How the French Schedule their Summer Vacations
Whereas my friends and family in the United States all seem to kick off their summer holidays in mid-June, the French focus on the last two summer months: July and August.
Which creates huge traffic jams. And cultural debate.
Say what? Why? Indeed.
The French Summer Season Divided
In France, family tradition dictates whether summer vacation happens in July or in August, with great debates over which is better—and who is better, based on which they prefer.
They even have a term for each “type” of person: The July vacationers are called “jullietists” and the families preferring August are “aoûtiens.”
July vacationers praise celebrating the national holiday while on vacation, the lower temperatures, the slightly diminished crowds.
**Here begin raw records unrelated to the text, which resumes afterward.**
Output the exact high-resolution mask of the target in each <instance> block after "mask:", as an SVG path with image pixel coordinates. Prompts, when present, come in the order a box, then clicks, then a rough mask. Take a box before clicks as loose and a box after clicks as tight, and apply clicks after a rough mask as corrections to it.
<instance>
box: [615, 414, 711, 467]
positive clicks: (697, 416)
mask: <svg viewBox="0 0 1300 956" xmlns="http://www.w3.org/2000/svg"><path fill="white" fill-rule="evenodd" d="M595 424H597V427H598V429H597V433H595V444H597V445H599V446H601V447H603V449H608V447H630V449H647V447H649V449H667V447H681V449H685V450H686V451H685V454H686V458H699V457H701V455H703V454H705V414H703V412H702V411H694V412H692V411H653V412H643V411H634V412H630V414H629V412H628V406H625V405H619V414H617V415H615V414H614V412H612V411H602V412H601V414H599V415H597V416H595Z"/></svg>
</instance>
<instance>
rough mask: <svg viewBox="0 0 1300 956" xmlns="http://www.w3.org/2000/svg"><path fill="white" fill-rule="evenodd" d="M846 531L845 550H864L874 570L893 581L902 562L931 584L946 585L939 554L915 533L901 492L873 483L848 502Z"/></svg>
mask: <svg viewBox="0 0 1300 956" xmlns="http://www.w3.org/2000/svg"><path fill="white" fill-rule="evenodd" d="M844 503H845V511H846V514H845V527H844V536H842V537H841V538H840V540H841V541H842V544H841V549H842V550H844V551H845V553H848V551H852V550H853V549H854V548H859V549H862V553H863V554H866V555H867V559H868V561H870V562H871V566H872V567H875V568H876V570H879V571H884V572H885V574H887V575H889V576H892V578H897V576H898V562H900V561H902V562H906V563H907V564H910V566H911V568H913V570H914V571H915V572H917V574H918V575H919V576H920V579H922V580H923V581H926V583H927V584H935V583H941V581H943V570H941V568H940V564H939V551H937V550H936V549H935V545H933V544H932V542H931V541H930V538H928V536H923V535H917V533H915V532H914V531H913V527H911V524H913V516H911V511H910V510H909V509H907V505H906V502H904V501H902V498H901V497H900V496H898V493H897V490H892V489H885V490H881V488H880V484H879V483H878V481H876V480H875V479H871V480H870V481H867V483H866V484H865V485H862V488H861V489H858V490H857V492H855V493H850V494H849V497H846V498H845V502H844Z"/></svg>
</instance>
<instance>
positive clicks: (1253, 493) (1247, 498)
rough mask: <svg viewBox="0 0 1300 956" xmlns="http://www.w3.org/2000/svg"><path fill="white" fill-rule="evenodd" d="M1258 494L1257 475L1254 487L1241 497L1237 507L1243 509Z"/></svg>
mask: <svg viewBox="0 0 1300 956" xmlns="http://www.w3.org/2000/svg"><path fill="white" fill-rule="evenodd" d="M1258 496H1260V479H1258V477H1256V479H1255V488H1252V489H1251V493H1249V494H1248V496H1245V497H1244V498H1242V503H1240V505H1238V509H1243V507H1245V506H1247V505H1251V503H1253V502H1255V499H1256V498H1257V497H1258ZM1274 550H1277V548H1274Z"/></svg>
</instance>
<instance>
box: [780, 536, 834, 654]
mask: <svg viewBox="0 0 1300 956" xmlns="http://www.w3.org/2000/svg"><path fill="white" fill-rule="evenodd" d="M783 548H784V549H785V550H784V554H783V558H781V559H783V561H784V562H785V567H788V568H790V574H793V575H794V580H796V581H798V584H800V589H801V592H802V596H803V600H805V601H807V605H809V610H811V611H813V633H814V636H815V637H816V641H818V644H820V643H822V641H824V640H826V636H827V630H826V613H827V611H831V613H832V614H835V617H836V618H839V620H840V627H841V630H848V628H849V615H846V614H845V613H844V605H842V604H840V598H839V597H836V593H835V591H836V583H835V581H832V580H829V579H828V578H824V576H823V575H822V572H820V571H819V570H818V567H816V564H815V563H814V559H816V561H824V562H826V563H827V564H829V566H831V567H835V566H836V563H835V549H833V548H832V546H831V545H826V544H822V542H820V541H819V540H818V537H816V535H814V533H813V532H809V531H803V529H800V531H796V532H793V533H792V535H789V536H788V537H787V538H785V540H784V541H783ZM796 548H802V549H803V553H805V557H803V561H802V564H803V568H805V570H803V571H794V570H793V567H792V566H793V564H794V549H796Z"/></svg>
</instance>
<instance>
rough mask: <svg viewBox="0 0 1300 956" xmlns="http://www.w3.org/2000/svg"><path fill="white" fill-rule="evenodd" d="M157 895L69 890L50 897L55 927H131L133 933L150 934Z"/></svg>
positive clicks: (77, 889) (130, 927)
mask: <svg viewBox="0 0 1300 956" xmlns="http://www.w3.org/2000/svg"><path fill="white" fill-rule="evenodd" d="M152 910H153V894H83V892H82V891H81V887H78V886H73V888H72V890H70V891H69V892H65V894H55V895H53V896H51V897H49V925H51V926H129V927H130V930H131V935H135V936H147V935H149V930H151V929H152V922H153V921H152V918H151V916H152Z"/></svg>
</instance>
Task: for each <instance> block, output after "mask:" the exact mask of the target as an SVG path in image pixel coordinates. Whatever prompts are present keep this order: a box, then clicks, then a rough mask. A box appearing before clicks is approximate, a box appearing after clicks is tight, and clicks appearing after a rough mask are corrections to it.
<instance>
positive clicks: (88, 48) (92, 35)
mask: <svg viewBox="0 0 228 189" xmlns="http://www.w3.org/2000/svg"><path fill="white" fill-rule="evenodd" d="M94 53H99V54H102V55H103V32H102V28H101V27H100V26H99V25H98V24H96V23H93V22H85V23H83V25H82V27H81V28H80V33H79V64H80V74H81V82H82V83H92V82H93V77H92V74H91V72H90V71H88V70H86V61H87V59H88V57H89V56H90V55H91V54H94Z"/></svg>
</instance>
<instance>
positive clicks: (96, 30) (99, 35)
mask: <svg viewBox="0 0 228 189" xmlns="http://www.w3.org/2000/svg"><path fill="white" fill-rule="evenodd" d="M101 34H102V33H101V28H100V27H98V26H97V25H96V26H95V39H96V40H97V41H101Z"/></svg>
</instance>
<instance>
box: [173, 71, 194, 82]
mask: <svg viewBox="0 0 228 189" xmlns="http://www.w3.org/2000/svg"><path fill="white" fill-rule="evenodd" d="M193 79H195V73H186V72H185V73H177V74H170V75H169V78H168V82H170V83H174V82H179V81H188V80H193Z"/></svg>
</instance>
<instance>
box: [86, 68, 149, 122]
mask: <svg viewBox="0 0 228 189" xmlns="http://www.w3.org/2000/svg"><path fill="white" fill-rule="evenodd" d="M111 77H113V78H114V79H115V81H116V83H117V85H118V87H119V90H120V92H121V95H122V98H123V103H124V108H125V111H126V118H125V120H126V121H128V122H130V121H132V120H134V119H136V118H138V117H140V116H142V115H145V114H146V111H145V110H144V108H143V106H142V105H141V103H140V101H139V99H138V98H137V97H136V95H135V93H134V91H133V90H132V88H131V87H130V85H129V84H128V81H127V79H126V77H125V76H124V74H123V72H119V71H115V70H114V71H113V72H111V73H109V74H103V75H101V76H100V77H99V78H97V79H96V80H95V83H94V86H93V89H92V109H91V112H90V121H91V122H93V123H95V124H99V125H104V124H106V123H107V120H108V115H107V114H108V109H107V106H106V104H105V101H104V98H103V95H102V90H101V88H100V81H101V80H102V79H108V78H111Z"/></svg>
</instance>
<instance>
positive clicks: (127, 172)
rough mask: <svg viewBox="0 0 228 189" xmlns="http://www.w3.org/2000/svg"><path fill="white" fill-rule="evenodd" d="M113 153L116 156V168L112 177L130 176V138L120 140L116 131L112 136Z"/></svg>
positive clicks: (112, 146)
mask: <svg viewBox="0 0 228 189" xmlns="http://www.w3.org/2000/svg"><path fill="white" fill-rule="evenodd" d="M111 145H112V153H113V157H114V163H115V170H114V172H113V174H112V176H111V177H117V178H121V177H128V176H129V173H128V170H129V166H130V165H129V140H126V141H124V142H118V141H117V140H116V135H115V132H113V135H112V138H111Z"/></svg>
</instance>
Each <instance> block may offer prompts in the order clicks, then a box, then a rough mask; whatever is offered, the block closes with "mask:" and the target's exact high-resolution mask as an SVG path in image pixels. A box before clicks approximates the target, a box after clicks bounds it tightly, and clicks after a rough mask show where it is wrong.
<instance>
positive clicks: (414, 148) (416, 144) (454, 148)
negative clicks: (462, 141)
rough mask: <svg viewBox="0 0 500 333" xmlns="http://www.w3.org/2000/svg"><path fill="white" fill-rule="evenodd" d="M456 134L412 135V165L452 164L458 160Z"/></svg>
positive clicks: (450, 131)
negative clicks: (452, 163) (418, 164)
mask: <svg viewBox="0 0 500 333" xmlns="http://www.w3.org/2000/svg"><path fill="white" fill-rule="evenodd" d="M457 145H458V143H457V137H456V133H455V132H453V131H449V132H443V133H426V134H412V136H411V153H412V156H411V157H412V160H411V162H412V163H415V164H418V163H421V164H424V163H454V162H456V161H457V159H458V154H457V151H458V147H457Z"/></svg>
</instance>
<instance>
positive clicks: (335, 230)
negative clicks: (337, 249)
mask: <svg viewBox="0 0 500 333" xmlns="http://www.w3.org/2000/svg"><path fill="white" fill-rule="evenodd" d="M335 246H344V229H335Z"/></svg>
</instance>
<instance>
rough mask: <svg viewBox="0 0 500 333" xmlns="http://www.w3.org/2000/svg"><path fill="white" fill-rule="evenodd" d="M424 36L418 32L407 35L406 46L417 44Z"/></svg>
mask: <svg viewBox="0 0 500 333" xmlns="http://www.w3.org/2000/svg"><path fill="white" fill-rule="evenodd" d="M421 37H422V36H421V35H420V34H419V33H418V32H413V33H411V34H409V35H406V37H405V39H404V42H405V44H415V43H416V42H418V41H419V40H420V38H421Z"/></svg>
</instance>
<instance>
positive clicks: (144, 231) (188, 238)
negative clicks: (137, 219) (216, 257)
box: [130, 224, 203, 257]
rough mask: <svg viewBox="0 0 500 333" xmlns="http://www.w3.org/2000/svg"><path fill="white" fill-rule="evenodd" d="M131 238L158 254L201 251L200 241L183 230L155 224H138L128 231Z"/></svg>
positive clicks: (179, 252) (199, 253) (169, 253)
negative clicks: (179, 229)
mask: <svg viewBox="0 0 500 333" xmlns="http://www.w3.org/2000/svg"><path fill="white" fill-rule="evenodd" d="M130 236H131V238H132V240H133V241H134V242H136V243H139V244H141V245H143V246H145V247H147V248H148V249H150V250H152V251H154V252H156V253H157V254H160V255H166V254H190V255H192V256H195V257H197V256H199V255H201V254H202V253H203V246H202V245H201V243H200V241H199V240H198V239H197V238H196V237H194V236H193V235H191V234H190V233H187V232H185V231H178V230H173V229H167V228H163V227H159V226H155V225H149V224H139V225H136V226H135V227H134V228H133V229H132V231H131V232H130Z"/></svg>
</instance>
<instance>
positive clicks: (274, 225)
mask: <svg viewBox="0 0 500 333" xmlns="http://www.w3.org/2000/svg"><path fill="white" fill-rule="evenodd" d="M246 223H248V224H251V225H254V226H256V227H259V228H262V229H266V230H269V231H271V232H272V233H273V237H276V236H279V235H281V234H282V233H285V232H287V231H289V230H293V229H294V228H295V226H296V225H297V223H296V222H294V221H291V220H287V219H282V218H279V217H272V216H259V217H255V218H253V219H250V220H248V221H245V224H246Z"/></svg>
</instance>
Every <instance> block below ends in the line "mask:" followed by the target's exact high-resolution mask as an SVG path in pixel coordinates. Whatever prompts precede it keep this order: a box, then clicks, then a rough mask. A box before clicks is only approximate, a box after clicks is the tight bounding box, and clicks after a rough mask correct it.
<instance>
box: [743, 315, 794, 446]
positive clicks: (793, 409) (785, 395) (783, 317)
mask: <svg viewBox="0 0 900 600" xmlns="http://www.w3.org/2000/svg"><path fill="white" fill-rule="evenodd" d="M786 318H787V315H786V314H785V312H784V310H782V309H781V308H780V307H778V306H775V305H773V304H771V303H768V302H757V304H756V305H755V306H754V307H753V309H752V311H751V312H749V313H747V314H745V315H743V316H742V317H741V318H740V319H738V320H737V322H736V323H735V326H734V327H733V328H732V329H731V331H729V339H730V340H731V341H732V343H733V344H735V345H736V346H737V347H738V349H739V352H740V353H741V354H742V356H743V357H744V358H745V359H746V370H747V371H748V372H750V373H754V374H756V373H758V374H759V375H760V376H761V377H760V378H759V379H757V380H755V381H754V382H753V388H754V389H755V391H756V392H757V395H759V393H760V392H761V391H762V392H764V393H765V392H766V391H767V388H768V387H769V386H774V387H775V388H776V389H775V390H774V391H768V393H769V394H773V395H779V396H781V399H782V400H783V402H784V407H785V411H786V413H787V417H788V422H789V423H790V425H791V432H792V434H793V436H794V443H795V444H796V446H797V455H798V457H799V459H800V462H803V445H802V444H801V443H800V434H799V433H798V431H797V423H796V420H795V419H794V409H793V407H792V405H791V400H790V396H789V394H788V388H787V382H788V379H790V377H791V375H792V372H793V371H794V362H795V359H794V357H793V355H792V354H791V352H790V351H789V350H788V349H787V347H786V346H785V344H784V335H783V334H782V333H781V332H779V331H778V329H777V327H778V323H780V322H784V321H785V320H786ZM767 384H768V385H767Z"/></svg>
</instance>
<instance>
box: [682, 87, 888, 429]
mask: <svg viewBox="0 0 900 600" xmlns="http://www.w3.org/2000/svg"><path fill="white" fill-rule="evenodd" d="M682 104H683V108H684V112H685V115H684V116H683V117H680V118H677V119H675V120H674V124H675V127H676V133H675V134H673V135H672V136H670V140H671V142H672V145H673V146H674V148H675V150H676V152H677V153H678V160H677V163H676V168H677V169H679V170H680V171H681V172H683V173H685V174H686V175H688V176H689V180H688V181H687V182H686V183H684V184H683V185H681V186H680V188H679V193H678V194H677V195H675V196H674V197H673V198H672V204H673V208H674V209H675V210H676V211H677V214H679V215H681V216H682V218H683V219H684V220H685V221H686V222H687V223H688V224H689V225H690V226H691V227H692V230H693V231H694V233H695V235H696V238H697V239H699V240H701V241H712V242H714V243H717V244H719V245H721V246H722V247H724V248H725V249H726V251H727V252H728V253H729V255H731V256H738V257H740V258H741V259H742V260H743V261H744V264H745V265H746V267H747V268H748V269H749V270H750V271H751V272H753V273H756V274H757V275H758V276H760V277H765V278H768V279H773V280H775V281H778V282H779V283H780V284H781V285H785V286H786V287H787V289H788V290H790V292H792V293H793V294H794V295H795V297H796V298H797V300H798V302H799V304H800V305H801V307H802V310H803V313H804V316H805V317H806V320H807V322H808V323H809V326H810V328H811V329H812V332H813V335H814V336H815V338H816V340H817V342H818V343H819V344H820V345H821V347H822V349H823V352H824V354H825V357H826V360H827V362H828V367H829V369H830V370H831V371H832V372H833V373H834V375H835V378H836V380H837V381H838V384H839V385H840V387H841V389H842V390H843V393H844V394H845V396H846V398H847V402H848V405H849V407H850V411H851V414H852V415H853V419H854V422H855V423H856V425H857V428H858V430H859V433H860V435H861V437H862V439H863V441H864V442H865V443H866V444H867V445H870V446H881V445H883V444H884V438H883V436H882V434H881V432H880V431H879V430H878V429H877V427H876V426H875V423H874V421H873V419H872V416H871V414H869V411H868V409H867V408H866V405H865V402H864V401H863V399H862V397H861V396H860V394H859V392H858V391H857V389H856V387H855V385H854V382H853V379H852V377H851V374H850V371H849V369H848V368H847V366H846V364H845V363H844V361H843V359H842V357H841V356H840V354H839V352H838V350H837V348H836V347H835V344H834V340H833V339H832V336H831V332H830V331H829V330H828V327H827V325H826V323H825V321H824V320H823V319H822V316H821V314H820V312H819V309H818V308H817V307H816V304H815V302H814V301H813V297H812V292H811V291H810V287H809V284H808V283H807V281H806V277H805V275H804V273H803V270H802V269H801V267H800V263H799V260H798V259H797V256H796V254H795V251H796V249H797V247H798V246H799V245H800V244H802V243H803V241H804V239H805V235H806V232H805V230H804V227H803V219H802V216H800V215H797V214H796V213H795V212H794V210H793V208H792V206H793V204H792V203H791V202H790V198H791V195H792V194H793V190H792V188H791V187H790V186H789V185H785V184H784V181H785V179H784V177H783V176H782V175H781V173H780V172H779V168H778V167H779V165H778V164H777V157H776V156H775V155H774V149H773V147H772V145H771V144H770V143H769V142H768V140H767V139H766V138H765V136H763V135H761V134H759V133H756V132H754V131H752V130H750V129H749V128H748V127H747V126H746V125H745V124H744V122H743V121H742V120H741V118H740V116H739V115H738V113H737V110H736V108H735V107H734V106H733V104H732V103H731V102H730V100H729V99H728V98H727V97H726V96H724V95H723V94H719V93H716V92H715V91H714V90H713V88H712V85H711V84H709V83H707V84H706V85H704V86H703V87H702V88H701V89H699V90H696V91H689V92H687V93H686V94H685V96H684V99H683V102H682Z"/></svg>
They exclaim over the joy of returning to work when the summer season is still in swing and they have a few weeks of a calmer pace to ease back into work before the autumn.
The aoûtiens, however, say it’s depressing to have finished your summer vacation before the end of the summer. (The end of the two months of summer vacation season, in France, is called “la rentrée”—the reentry.)
The French Summer Traffic Jam
Now, you’d think this no big deal—and, to a large extent, it isn’t—unless you didn’t realize that these two groups all tend to go to the same locations.
This means that the vacationer swap—the jullietists ceding to the aoûtiens—that takes place at the meeting of the months (whatever weekend most closely marks the end of July and the beginning of August), creates massive traffic jams on the highways, overcrowding in the service stations and rest stops, crammed cross-country trains, and complicated conflicts with bookings for places to stay and things to do in favorite vacation hotspots.
The French have a term for this tangled, miserable crossing of jullietists and aoûtiens: “le grand chassé-croisé.”
Side note: If you plan to take part in le grand chassé-croisé and you haven’t spent much time navigating around the roadways in France, here’s a helpful article I’ve written about driving in France.
Take Heed of the Divide when Planning Your Summer Vacation
My husband and I break the mold entirely. We tend to take our summer vacation in the last week or two of July and the first week or two of August.
Rebels, I tell you. We are rebels.
Whether this tradition-breaking causes a problem depends on whether we’ve planned our summer vacation in France, of course. If we do, we are likely to find nothing available in terms of house or apartment rentals. No one in France who rents out a place during the summer months wants to ruin their chances of two full months of rent—one from the jullietists and the other from the aoûtiens—by renting to some out-of-step jokers who just want part of each month.
We can work around it even for our French travels, though, without too much problem: As we like to change locations on vacation, anyway, hotels often work better for us—and they’re always more flexible with dates.
The summer-vacationer divide and its rental logistics are a worth-noting heads up, however, to anyone who would like to spend a summer month in France in a condo or house somewhere. You’ll need to schedule your trip or plan your place of stay accordingly.
Summer Vacation Habits
Did your family have a typical time of the season for its summer vacation?
Whereas my spouse’s family sure did, French and all, I can’t say that my U.S. family trended one way or another. I’d guess, though, that we followed the U.S. cultural norm with a vacation in June?